Ziel ist es, die Versorgung der Zivilbevölkerung und der Streitkräfte, mit den erforderlichen Gütern und Leistungen sicherzustellen. Aber ist es in einem derart heterogenen Bereich wie der Gesundheitsversorgung tatsächlich vorstellbar, dieses Ziel mit einem reinen Sicherstellungsgesetz zu erreichen?
Schon die Corona-Pandemie hat gezeigt, dass das deutsche Gesundheitswesen zwar grundsätzlich sehr leistungsfähig ist, aber Zeitdruck, fehlende Vorbereitung und Vorplanung und die fehlende Einbindung von Akteuren diese Leistungsfähigkeit unnötig beeinträchtigen.
Gesundheitssicherstellungsgesetz – Was nun?
Wenn also die vorbeugende und die reaktive Gefahrenabwehr im Frieden und im Verteidigungsfall gleichberechtigt nebeneinanderstehen, dann ist im zuvor beschriebenen Sinne nur ein Gesundheitssicherstellungs- und –vorsorgegesetz (GSVG) zielführend.
In unserem heterogenen Gesundheitssystem, mit seinen vielfältigen Zuständigkeiten, Aufgaben und Akteuren ist es nicht vorstellbar, dass auf der Grundlage eines reinen Gesundheitssicherstellungsgesetzes in einem vertretbaren zeitlichen Rahmen das auf die Alltagsversorgung im Frieden ausgerichtete Gesundheitssystem auf ein neu sortiertes und mit anderen Schwerpunkten versehenes Gesundheitssystem der Massenversorgung im Kontext der Landes- und Bündnisverteidigung umgestellt werden könnte.
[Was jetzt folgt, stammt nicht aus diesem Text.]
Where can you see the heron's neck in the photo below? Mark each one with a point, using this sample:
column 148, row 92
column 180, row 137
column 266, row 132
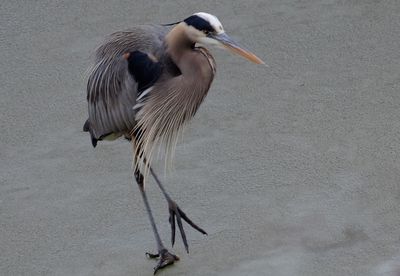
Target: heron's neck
column 178, row 43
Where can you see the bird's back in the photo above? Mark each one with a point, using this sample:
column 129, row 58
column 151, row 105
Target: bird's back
column 112, row 90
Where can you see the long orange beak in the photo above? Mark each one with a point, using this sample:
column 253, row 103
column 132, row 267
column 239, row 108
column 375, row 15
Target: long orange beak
column 232, row 46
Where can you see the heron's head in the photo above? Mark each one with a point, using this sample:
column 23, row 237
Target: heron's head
column 206, row 29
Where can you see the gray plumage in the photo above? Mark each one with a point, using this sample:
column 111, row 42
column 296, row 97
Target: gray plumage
column 145, row 84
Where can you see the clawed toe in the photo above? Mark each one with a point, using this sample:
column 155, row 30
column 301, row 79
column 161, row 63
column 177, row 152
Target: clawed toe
column 166, row 259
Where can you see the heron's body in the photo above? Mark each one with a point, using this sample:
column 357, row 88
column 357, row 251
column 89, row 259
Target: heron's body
column 145, row 84
column 127, row 100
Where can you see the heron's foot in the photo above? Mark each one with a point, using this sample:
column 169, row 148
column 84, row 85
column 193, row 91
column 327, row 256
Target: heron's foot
column 176, row 213
column 165, row 259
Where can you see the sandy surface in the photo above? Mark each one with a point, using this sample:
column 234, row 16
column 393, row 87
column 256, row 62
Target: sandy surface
column 292, row 170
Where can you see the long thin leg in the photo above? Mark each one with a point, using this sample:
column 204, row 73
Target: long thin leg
column 140, row 182
column 176, row 212
column 166, row 258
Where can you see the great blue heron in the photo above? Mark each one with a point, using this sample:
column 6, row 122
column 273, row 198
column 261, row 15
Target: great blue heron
column 145, row 84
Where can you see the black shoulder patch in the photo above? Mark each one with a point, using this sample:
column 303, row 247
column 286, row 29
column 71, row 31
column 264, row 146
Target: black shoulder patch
column 199, row 23
column 144, row 70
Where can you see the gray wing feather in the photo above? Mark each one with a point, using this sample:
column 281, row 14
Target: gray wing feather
column 111, row 90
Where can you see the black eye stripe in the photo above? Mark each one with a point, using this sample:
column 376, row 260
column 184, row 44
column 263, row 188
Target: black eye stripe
column 199, row 23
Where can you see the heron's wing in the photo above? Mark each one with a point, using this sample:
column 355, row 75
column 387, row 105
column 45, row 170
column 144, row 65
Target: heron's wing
column 116, row 81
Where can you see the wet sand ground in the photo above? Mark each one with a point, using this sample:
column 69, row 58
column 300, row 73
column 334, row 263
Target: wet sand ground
column 292, row 169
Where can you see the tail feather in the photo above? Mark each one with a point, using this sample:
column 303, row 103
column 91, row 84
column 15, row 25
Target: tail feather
column 86, row 128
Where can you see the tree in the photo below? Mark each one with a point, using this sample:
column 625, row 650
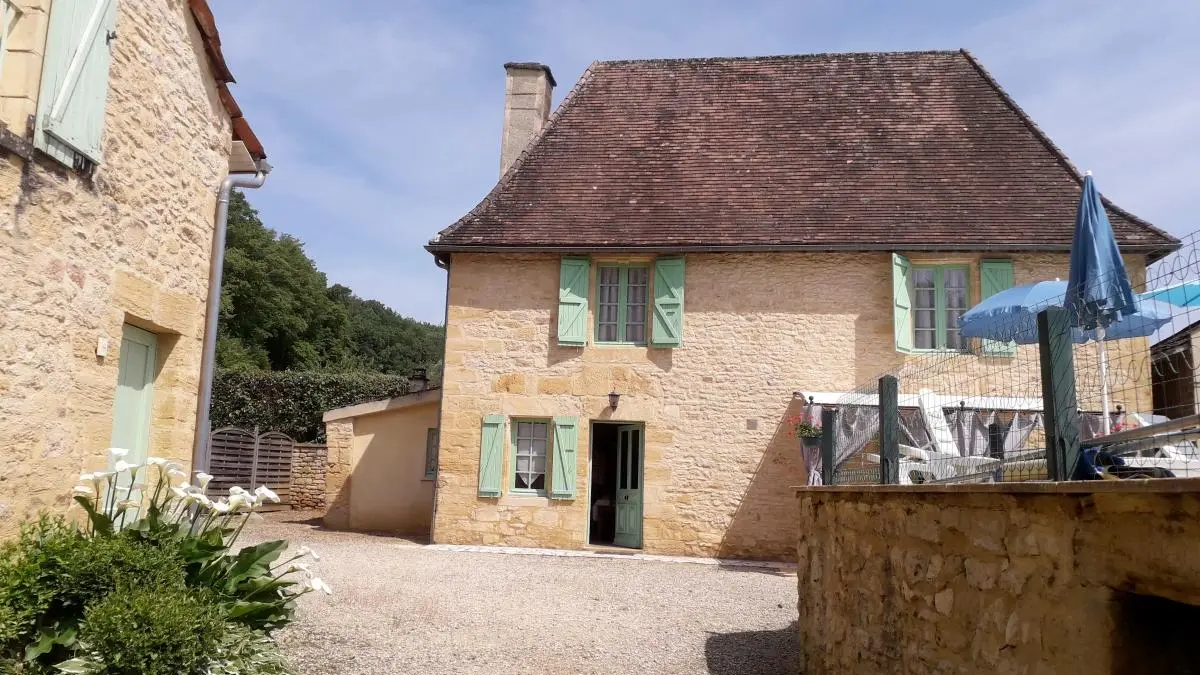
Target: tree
column 279, row 314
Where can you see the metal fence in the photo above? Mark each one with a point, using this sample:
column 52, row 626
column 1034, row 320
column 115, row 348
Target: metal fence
column 1001, row 411
column 249, row 459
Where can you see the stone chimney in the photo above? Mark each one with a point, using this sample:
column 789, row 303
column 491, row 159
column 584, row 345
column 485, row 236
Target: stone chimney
column 527, row 93
column 419, row 381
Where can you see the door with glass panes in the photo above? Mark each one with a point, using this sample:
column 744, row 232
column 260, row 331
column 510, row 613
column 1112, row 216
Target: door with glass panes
column 629, row 487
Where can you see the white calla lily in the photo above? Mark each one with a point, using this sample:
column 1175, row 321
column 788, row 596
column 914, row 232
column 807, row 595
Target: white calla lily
column 123, row 466
column 317, row 584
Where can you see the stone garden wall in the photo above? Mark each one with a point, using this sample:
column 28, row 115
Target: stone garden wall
column 1029, row 578
column 309, row 476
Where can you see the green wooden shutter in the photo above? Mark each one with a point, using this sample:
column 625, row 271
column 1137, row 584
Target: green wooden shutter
column 573, row 302
column 75, row 79
column 901, row 300
column 994, row 278
column 491, row 455
column 567, row 440
column 666, row 329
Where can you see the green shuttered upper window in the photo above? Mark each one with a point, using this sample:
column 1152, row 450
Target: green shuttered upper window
column 940, row 298
column 75, row 81
column 929, row 300
column 622, row 293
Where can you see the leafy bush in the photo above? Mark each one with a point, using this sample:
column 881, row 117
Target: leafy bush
column 166, row 591
column 294, row 401
column 145, row 631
Es braucht zeitnah ein GSVG und dann sofort folgend konkrete Umsetzungsschritte, wie etwa der Erhalt von Krankenhäusern in der Fläche als Sicherheitsvorsorge und Versorgungsanker und die Berücksichtigung dieser Sicherheitsvorsorge und der zivilen Verteidigung im gesundheitlichen Bevölkerungsschutz bei allen aktuellen und zukünftigen Gesetzesvorhaben. 2029 ist nicht mehr weit!